Leider nicht. Das Haus ist bei einem Unwetter vom Blitz getroffen worden.Zum Glück war eine Reihe von Werken, die ich dort ursprünglich ausgestellt hatte, nicht im Gebäude. Aber viele andere Arbeiten sind verbrannt.
art: Das ist ja furchtbar.
Bislang konnte ich es nicht einmal übers Herz bringen, mir den Schaden anzusehen. Als es passierte, war ich in Long Island. Die Feuerwehr hat den Brand gelöscht, aber das Gebäude und alles darin ist offenbar zerstört. Das Haus bedeutet mir sehr viel. Ich habe es zufällig entdeckt. Es war einst die Jagdhütte eines Polizisten. Es hatte etwas Menschliches, es hatte Fehler. Die Wände waren nicht perfekt geweißt, außen waren die silberfarbenen Isolierplatten sichtbar. Meine Installation von Bildern, Skulpturen und Fundstücken dort war zwar genau durchdacht, aber nicht perfekt.
Werden Sie „Second House“ wieder aufbauen?
Das weiß ich noch nicht. Eigentlich ist das sowieso die Sache des Guggenheim Museum: Die haben das Haus vor zwei Jahren gekauft und wollten es für Besucher öffnen.
Das Guggenheim Museum in New York widmet Ihnen unter dem Titel „Spiritual America“ eine große Retrospektive. Grund zum Nachdenken?
Manchmal macht es mich eher nervös, dann wieder selbstsicher. Denn ich hätte eigentlich nie gedacht, dass ich mit dem, was ich mache, überhaupt so weit kommen würde. In gewisser Weise war es wohl gut, dass mir in den ersten 15, 20 Jahren meines Schaffens niemand großartig Beachtung schenkte. So kann man sich mehr erlauben, es gibt keine Erwartungen.
Darum haben Sie auch keine Skrupel, in Ihren neuesten Bildern Willem de Kooning zu zitieren, eine Ikone des Abstrakten Expressionismus?

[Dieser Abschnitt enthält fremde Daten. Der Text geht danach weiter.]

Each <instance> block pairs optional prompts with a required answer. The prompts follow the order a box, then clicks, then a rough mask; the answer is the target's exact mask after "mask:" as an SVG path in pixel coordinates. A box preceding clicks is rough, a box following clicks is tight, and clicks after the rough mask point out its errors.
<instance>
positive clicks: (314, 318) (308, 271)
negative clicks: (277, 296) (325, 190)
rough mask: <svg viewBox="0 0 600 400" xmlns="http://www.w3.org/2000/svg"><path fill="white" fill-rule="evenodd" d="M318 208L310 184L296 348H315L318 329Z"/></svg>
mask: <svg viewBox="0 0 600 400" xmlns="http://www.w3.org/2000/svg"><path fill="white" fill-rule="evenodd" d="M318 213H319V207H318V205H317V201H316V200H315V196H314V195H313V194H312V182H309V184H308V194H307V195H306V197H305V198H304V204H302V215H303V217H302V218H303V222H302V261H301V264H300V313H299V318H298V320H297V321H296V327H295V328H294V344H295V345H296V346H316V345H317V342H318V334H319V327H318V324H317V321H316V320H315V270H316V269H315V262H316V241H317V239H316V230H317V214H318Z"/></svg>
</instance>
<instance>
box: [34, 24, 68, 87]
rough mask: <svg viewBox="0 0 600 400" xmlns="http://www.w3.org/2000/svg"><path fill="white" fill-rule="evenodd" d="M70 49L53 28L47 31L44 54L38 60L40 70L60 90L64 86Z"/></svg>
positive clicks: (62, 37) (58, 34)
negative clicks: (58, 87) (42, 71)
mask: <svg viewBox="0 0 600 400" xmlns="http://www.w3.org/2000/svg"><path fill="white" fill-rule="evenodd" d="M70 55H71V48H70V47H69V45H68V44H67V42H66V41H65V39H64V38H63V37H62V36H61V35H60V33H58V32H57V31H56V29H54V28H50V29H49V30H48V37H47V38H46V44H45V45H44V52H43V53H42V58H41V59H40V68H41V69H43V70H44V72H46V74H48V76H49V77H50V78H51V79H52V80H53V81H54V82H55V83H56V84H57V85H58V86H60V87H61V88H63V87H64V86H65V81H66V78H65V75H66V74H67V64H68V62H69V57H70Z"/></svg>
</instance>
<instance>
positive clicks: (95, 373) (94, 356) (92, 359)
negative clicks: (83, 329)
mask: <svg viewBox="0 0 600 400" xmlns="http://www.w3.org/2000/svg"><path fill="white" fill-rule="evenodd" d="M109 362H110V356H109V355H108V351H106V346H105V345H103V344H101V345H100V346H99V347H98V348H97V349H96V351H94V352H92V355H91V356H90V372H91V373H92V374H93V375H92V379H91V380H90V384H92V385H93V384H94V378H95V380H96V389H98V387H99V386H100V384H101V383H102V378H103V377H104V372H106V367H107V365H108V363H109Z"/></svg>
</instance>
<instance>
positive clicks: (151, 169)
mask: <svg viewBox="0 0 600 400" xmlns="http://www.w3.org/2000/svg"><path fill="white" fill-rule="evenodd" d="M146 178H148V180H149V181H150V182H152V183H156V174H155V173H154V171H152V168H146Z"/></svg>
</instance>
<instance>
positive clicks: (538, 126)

Ich habe De Kooning immer geschätzt, besonders seine Frauenbilder. Darum bereiten mir diese Arbeiten die reinste Freude. Was andere darüber denken, ist mir völlig egal. Es handelt sich übrigens um riesige Tintenstrahldrucke auf Leinwand, die ich bemale und übermale. Auf gewisse Weise ist in diesen Bildern alles vereint, was ich bislang gemacht habe: die Aneignung von Bildmotiven, Collagetechnik, nackte Frauen …
Das führt uns zu den Anfängen. Sie kamen 1973 nach New York. Hatten Sie damals schon das feste Ziel, ein berühmter Künstler zu werden?
Ich hatte eine völlig romantische Vorstellung von New York. Bei mir drehte sich alles um die Abstrakten Expressionisten, um die Bilder von Franz Kline, De Kooning und Jackson Pollock. Das war meine Fantasiewelt. Doch ich sah das Künstlerdasein nicht als Beruf, es war für mich mehr wie ein soziales Experiment.